Libya’s instability has ’quite rapidly’ deteriorated and will worsen if no elections, says U.N. envoy


United Nations Libya 41370

The country’s current political crisis stems from the failure to hold elections on December 24, 2021, and the refusal of Prime Minister Abdul Hamid Dbeibah to step down. File
| Photo Credit: AP

The top U.N. official in Libya warned Tuesday (August 20, 2024) that the political, military and security situation in the oil-rich north African country has deteriorated “quite rapidly” over the past two months, and without renewed political talks leading to a unified government and elections there will be greater instability.

Stephanie Khoury painted a grim picture to the U.N. Security Council of rival government forces unilaterally moving toward each other in July and August, sparking mobilisations and threats to respond, and unilateral attempts to unseat the Central Bank governor and the Prime Minister in the country’s west.

Libya plunged into chaos after a NATO-backed uprising toppled and killed longtime dictator Moammar Gadhafi in 2011. In the chaos that followed, the country split, with rival administrations in the east and west backed by rogue militias and foreign governments.

The country’s current political crisis stems from the failure to hold elections on Dec. 24, 2021, and the refusal of Prime Minister Abdul Hamid Dbeibah – who led a transitional government in the capital of Tripoli in the west – to step down. In response, Libya’s east-based parliament appointed a rival Prime Minister who was replaced, while the powerful military commander Khalifa Hifter continues to hold sway in the east.

Ms. Khoury warned the council that “Unilateral acts by Libyan political, military and security actors have increased tension, further entrenched institutional and political divisions, and complicated efforts for a negotiated political solution.”

On the economic front, she said, “attempts to change the Central Bank governor are fuelled by the perception of political and security leaders, and ordinary Libyans, that the bank “is facilitating spending in the east but not in the west.”

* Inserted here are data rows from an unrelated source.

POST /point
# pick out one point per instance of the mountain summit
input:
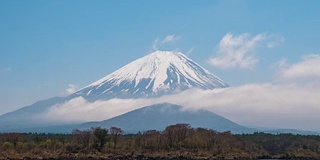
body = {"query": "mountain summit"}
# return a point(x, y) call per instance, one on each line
point(156, 74)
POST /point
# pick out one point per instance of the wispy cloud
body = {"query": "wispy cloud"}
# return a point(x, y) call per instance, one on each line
point(308, 68)
point(5, 70)
point(239, 51)
point(275, 40)
point(71, 89)
point(190, 51)
point(169, 39)
point(265, 105)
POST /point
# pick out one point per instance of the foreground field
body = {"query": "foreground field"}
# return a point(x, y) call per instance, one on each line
point(179, 141)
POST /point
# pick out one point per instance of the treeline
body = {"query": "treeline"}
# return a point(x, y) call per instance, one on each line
point(180, 140)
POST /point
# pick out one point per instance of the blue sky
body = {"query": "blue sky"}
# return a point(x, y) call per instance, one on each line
point(47, 47)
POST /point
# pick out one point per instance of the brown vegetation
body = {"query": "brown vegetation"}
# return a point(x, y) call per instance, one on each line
point(179, 141)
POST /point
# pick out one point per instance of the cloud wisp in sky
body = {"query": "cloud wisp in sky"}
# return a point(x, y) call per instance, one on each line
point(169, 39)
point(71, 89)
point(239, 51)
point(265, 105)
point(307, 69)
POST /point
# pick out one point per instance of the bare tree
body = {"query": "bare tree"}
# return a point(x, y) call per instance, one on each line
point(115, 132)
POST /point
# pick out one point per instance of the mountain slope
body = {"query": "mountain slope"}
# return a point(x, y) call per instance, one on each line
point(159, 116)
point(156, 74)
point(161, 72)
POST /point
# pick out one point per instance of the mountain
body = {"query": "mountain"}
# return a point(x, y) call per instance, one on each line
point(159, 116)
point(156, 74)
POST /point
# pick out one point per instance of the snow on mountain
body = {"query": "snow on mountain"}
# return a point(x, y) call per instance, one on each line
point(161, 72)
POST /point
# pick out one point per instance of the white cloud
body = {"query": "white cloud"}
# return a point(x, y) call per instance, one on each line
point(189, 51)
point(170, 39)
point(275, 40)
point(72, 88)
point(5, 70)
point(307, 69)
point(265, 105)
point(239, 51)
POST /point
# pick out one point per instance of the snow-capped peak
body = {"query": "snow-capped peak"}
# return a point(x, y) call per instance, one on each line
point(157, 73)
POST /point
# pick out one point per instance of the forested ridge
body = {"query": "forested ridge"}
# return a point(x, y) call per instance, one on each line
point(179, 141)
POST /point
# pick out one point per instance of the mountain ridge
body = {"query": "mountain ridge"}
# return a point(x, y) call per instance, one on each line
point(158, 73)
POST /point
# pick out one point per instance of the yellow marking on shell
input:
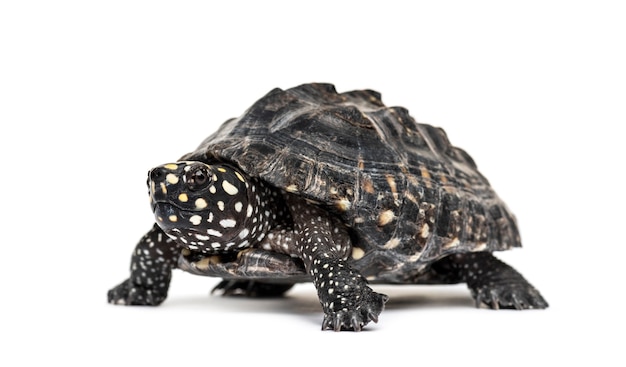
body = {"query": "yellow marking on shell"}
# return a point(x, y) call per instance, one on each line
point(201, 203)
point(411, 197)
point(343, 204)
point(480, 247)
point(414, 257)
point(386, 217)
point(453, 243)
point(391, 181)
point(171, 178)
point(368, 186)
point(391, 244)
point(229, 188)
point(204, 263)
point(195, 219)
point(357, 253)
point(426, 175)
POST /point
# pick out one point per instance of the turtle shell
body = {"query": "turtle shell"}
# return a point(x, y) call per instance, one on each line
point(407, 194)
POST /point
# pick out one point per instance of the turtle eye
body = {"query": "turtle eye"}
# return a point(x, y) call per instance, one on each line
point(197, 179)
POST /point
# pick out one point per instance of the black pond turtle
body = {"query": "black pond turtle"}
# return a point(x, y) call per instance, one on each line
point(312, 185)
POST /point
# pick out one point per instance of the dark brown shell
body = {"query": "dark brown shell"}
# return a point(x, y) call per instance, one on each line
point(406, 192)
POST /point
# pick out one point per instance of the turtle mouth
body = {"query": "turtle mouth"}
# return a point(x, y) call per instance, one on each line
point(169, 215)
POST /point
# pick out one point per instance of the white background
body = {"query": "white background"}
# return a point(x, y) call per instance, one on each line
point(93, 94)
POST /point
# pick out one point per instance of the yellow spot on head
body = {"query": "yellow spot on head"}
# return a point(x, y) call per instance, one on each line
point(171, 178)
point(229, 188)
point(391, 244)
point(201, 203)
point(386, 217)
point(239, 176)
point(357, 253)
point(480, 246)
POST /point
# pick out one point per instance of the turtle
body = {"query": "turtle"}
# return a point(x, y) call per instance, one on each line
point(312, 185)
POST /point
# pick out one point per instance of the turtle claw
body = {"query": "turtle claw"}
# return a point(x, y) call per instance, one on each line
point(516, 296)
point(356, 319)
point(127, 293)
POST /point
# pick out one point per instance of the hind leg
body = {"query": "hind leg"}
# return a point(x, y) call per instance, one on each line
point(491, 281)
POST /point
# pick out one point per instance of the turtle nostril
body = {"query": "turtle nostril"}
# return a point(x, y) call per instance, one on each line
point(157, 174)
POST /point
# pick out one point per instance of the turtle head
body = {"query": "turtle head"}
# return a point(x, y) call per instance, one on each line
point(203, 207)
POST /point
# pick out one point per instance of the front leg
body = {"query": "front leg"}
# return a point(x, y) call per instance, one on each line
point(348, 302)
point(151, 267)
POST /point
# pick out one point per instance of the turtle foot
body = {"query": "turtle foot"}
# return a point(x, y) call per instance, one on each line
point(251, 288)
point(345, 319)
point(127, 293)
point(519, 296)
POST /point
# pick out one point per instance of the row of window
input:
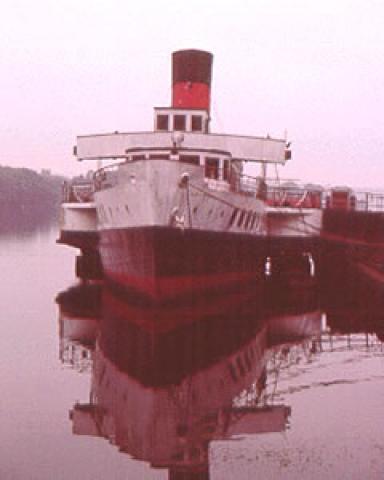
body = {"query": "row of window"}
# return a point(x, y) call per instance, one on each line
point(246, 219)
point(212, 168)
point(163, 123)
point(243, 363)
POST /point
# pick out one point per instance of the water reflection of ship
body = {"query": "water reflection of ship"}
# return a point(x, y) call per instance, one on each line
point(352, 295)
point(79, 316)
point(163, 394)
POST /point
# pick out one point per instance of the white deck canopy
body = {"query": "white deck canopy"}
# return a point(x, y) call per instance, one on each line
point(115, 145)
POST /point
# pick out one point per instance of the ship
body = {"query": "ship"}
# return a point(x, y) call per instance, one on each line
point(176, 211)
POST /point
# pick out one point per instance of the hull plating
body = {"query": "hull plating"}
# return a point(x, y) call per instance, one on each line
point(166, 262)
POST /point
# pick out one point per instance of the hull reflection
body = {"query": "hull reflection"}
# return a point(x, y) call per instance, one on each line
point(166, 382)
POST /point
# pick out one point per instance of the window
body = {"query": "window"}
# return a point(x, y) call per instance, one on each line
point(138, 157)
point(162, 122)
point(212, 168)
point(159, 156)
point(226, 170)
point(197, 123)
point(179, 123)
point(241, 218)
point(194, 159)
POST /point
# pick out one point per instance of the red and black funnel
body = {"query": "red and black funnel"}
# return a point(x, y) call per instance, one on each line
point(191, 79)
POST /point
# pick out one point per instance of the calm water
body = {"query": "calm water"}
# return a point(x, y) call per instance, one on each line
point(73, 409)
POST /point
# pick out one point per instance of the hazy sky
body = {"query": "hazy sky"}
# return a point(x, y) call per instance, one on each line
point(312, 68)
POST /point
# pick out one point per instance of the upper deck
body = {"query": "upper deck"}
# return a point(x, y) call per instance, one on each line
point(118, 145)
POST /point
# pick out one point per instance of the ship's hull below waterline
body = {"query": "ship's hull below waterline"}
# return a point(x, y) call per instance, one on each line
point(167, 263)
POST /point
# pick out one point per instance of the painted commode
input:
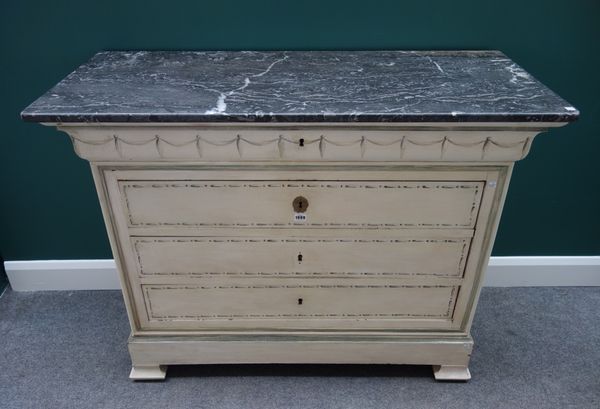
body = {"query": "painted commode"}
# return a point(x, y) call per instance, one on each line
point(301, 207)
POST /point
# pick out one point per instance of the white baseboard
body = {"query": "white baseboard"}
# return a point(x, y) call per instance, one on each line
point(43, 275)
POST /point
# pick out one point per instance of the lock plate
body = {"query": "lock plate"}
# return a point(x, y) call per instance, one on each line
point(300, 204)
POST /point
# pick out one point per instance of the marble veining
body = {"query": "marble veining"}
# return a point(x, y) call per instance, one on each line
point(300, 86)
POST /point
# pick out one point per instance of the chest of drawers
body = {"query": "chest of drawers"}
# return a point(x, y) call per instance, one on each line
point(354, 228)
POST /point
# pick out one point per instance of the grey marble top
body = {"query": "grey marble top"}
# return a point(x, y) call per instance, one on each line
point(299, 86)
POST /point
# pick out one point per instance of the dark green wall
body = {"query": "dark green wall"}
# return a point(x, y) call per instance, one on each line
point(48, 206)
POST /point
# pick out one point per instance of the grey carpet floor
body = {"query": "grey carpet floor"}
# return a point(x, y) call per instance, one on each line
point(534, 348)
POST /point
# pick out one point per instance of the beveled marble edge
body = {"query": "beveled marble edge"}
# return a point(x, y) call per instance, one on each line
point(296, 118)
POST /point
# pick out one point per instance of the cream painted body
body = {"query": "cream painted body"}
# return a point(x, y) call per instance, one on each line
point(386, 267)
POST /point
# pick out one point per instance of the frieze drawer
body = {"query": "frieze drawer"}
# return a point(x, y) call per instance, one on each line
point(270, 203)
point(310, 305)
point(350, 256)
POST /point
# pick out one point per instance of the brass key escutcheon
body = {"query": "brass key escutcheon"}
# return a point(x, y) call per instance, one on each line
point(300, 204)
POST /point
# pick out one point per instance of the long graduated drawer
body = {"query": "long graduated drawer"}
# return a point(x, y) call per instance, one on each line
point(222, 250)
point(332, 199)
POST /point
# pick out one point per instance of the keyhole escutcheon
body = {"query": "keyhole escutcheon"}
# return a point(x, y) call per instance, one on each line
point(300, 204)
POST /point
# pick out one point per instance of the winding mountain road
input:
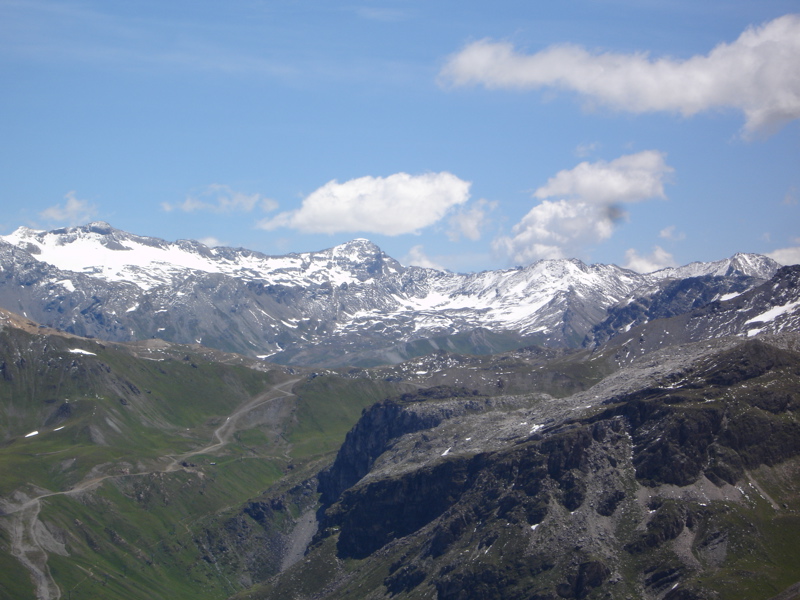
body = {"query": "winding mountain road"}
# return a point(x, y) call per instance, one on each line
point(30, 540)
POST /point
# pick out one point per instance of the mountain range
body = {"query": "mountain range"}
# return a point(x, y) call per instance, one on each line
point(351, 304)
point(555, 431)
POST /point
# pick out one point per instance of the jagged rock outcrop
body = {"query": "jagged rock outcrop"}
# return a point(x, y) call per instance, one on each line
point(631, 494)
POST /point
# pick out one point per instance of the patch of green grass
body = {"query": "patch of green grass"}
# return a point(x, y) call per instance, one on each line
point(327, 408)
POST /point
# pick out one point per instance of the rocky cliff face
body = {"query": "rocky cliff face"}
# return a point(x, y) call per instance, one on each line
point(666, 481)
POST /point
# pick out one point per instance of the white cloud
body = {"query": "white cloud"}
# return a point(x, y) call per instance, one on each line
point(629, 178)
point(212, 242)
point(584, 149)
point(590, 205)
point(657, 259)
point(669, 233)
point(786, 256)
point(72, 212)
point(416, 257)
point(393, 205)
point(759, 74)
point(470, 221)
point(218, 198)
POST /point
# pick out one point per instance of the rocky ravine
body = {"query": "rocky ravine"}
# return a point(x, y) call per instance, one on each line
point(676, 478)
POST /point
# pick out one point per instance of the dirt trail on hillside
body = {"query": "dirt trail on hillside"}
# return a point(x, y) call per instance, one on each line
point(31, 542)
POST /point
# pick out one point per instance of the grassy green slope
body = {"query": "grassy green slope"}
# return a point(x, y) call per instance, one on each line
point(148, 528)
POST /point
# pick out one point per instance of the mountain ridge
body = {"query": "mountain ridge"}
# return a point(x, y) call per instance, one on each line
point(348, 302)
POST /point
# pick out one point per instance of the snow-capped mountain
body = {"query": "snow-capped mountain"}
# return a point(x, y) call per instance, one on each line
point(350, 302)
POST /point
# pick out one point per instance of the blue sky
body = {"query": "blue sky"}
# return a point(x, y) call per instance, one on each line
point(463, 135)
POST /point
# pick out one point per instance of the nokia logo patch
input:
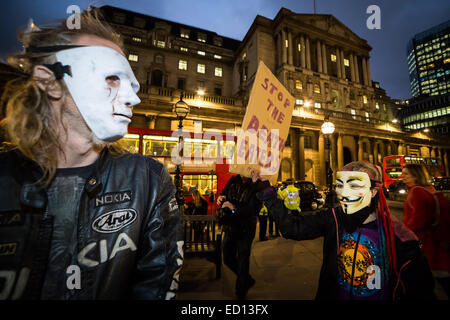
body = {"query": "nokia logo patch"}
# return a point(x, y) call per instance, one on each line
point(112, 197)
point(114, 220)
point(8, 249)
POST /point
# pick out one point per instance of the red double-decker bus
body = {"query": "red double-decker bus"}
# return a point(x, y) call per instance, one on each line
point(204, 164)
point(393, 165)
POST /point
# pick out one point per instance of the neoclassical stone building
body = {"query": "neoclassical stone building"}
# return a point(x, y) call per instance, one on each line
point(324, 65)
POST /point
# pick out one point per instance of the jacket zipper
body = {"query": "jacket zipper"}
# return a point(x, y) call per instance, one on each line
point(354, 264)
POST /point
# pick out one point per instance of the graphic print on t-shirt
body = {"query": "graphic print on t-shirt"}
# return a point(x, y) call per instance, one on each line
point(360, 257)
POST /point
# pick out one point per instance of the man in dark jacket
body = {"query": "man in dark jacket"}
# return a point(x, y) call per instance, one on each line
point(79, 217)
point(240, 209)
point(367, 254)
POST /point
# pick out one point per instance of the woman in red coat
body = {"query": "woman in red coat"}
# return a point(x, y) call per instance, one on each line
point(419, 216)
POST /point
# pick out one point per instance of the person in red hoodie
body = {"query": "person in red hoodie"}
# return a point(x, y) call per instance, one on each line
point(420, 215)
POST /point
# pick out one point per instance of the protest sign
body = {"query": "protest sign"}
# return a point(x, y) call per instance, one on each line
point(261, 140)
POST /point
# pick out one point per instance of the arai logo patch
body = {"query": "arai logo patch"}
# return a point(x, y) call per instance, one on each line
point(114, 220)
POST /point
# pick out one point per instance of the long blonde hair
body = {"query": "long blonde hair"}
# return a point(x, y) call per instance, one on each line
point(31, 123)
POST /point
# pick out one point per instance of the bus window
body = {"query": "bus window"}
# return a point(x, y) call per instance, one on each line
point(158, 146)
point(131, 142)
point(202, 182)
point(393, 173)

She also pointed to the unilateral decision by the Libyan National Army, which is under Hifter’s control, to close the Sharara oil field, the country’s biggest, “causing the Libya National Oil Corp. to declare force majeure on August 7.” Force majeure frees companies from contractual obligations because of extraordinary circumstances.

The National Oil Corp. accused the Fezzan Movement, a local protest group, of responsibility for the shutdown. But several Libyan papers reported that it was a result of Mr. Hifter’s retaliation against a Spanish company that is part of the joint venture operating Sharara for an arrest warrant issued by Spanish authorities accusing him of arms smuggling.

In one of the latest political acts, some members of the east-based House of Representatives met in Benghazi on August 13 and voted to end the mandate of the Government of National Unity and Presidency Council in the west. The House members also voted to transfer the role of Supreme Commander of the Armed Forces to the speaker of the House of Representatives and endorsed its designated government in the east “as the only legitimate executive” – moves immediately rejected by leaders in the west.

Ms. Khoury told council members “the status quo is not sustainable.”

“In the absence of renewed political talks leading to a unified government and elections you see where this is heading – greater financial and security instability, entrenched political and territorial divisions, and greater domestic and regional instability,” she warned.